Two things come to mind, both very big for me. The first difference is that you don’t have to grind to get to any of the cool tools in Aliens: Elite Fireteam. World War Z is really stingy with letting new players have fun toys. And it take for-fucking-ever to level up and unlock stuff in that goddamn game! But Aliens: Elite Fireteam pretty much gives you everything up front, and your reward for playing/grinding is just more options, more flexibility, more tweaks.

The second difference is, well…

https://yutani.studio/wp-content/uploads/2018/02/birdy.gif

This game is a fantastic expression of the Alien universe and I couldn’t be happier with how well its locations and creatures are suited to this kind of game. And I say that as a borderline fanatic for zombie mythology! But the way aliens interact with the level design is something you simply can’t get in a zombie game.

-Tom

That’s so hot. I had no idea anything like that was in the game. Now I’m even more psyched to play Fireteam.

Oh, just to be clear, that’s just a gif from the 1979 movie and not from Aliens: Fireteam Elite. My point was that this game is very different from World War Z because it’s so consistently expressive of the Alien universe.

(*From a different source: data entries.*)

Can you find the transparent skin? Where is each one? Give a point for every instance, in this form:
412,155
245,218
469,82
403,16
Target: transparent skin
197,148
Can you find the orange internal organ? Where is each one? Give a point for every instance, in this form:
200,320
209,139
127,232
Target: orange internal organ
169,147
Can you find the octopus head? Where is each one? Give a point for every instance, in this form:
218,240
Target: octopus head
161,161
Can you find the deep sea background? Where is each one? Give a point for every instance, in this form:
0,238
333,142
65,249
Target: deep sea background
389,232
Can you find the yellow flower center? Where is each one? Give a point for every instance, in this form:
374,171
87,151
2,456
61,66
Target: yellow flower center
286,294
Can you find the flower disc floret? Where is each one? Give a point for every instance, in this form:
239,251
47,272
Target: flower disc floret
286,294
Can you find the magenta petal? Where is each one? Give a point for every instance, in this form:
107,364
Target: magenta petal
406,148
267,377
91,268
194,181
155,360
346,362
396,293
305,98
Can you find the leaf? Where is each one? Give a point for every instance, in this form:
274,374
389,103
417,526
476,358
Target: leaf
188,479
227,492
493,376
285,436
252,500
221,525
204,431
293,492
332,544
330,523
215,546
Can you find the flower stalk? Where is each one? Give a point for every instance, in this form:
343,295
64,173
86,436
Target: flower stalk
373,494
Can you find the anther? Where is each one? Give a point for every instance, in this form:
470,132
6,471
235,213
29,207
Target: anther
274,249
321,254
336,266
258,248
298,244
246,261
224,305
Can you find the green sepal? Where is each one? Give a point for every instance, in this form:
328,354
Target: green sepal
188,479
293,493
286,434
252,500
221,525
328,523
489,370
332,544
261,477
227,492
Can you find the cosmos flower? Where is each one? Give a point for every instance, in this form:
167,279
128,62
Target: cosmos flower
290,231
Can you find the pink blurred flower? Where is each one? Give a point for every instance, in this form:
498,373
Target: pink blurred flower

The movies’ production design, creature design, hardware, tone, mythology, and so forth. And while you can see elements of the Nostromo’s design throughout the Katanga refinery (one of the game’s main locations), I don’t think there are actually any of those drinking birds in a crew galley. At least not that I’ve seen.

-Tom

So, finally the designer did their job! I didn’t know I want to play this game, now I know. Thanks!

Oh. Whoops. Well, it sure looked believable on a small iPhone screen last night. I wanted to believe the developer placed that specific homage in one of Fireteam’s levels. At least their Joseph Conrad-adjacent referencing is on point.

Now see, I was about to say that was a fun reference to Yaphet Kotto’s character in “Live and Let Die” but a quick IMDB check tells me that his character was actually “Kananga”. But oh well.